Digital image of Bertha Whibley as a child standing in front of timber board building, holding a homemade rag doll.

Bertha was born on 4 August 1908 in Kyneton. She was the youngest of 10 children from a very poor family. Her father, Richard Dederick Whibley, was a potato digger and her mother, Johanna Mary Montgomery, a domestic cleaner in her own home and other people's homes. Bertha's father walked out around 1918. Bertha, her mother, and some of her brothers and sisters moved to Fitzroy where her mother scrubbed floors and did people's laundry to 'put food in her children's mouths so they didn't starve'. Bertha left school at the age of 14. She was good at art, and loved pressing flowers in a flower press, making shell plates (some of which survive) and doing oil paintings.
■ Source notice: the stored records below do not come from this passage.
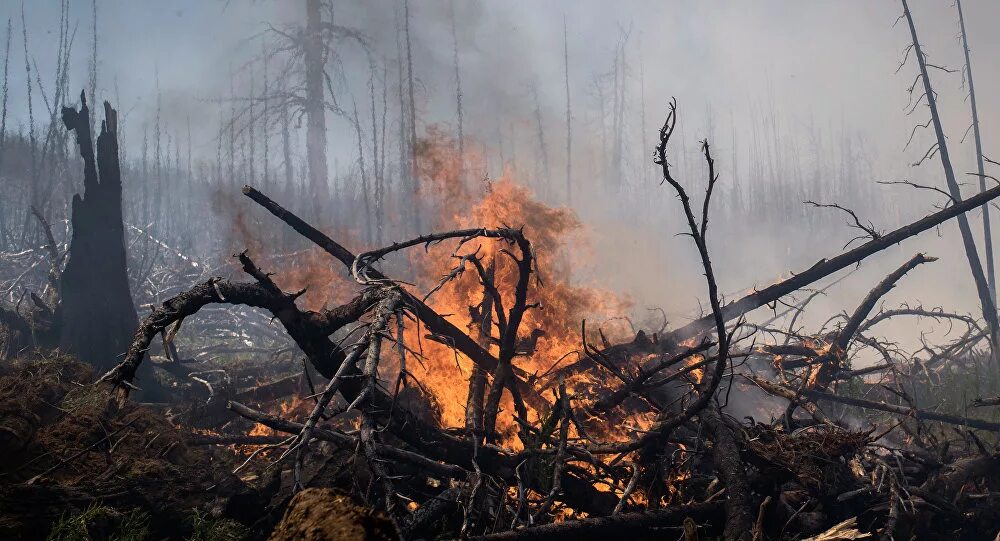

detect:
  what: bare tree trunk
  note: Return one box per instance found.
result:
[281,98,295,189]
[448,0,465,181]
[902,0,1000,370]
[563,16,573,205]
[0,17,11,249]
[955,0,997,307]
[58,95,139,380]
[90,0,97,132]
[303,0,330,219]
[531,85,549,195]
[403,0,423,234]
She also loved cooking for her family, and 'made the most beautiful apple pies' on her wood-fired stove.

Bertha worked for 13 years in shoe factories, including Raymond's shoe factory (G.N. Raymond, Easy St, Collingwood), where she meet Anita Eckermann, sister to her future husband Francis George Eckermann, who was a mechanic and a heavy vehicle transport interstate driver. He had also worked as a horseback drover, bringing cattle into Melbourne. Bertha and Francis met in 1933 and were married on 15 June 1935 in a Methodist minister's house in Moonee Ponds/Essendon/Ascot Vale.
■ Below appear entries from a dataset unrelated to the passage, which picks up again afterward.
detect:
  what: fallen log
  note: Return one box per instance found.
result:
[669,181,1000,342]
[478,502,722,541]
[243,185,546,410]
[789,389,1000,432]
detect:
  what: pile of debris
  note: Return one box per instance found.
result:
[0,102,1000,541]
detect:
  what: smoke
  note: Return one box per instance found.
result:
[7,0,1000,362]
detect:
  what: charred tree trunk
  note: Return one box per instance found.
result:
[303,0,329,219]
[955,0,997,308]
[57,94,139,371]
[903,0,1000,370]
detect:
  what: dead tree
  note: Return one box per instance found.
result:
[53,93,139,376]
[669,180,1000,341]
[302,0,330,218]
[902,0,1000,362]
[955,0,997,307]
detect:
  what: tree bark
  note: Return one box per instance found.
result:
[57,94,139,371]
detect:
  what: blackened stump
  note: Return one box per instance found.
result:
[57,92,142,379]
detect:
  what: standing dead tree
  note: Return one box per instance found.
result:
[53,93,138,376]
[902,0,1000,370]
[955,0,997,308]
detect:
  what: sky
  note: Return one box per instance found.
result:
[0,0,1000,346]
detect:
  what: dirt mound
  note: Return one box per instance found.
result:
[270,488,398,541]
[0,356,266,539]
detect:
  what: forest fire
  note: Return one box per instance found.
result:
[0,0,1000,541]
They settled in Essendon and soon started a family, welcoming two sons and a daughter (who tragically died as an infant). In 1946 they moved to a run-down poultry farm in Forest Hill they bought with the help of other family members, processing chickens and selling eggs. The farm was sold in 1970 for subdivision. Francis died in 1982; Bertha died in 2002.

Description of Content

Small female child with hand in her mouth, holding a ragdoll. Child is barefoot, wearing knee length dress and standing in front of timber board building.

Physical Description

Original: black & white photographic print. Lower left corner missing; other losses; deep creases. Dentist's business card adhered to back of original.